Dear Editor,

We appreciate the opportunity to respond to the insightful comments regarding our recently published study. We are grateful for the reader’s recognition of the clinical importance of distinguishing between prostate carcinoma and prostatitis in Prostate Imaging Reporting and Data System (PI-RADS) 5 lesions using texture analysis on apparent diffusion coefficient (ADC) maps.

As noted, although our model achieved an impressive accuracy of 96.8% and a sensitivity of 98.7%, we acknowledge that the specificity (60.0%) and negative predictive value (71.6%) indicate significant potential for further refinement. Improving the differentiation of these false-positive “mimickers” remains a priority for urogenital radiology.

Regarding the limitations raised, we would like to provide additional context. First, the challenge of image heterogeneity across different magnetic resonance imaging scanners is a well-known hurdle in radiomics. We consciously avoided traditional preprocessing techniques such as Z-score normalization or muscle-fat referencing, as these can introduce errors through tissue distribution compression or physiological variability.¹ Instead, we prioritized first-order (low-order) texture parameters, such as median and signal coefficient of variation. Research indicates that first-order features demonstrate significantly lower variability and higher robustness across different platforms compared with high-order metrics, especially in ADC images where spatial resolution is limited.² By utilizing consistent field strengths and parameters, we aimed to minimize noise while ensuring the methodology remains practical for clinical application.

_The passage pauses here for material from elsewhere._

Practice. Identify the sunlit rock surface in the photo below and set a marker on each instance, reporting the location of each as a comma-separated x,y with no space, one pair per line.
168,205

Secondly, regarding the reliability of pathological confirmation, all PI-RADS 5 lesions included in this study had a diameter greater than 1.5 cm. Their larger size reduced the risk of missed diagnoses. To ensure reliability, we employed systematic biopsy supplemented by 1–2 targeted cores specifically at the suspicious sites. This combined approach, supported by clinical follow-up, substantially mitigates the risk of missing malignant foci in large lesions.

Third, our region of interest (ROI) delineation workflow involved a junior radiologist’s initial segmentation followed by a rigorous audit by two experienced senior radiologists. We believe this consensus review model is often more representative of real-world clinical workflows than independent double-segmentation. It ensures a high level of expertise in the final ROI while maintaining feasibility in a high-volume clinical environment. Looking forward, the integration of artificial intelligence-assisted segmentation tools will likely standardize this process further.³

Finally, we agree that the development of more robust machine learning models and the execution of large-scale, multi-center trials are essential steps to validate these findings. We remain committed to refining these diagnostic tools to reduce unnecessary biopsies and improve patient outcomes. We thank the reader again for their constructive feedback and for contributing to the advancement of prostate imaging.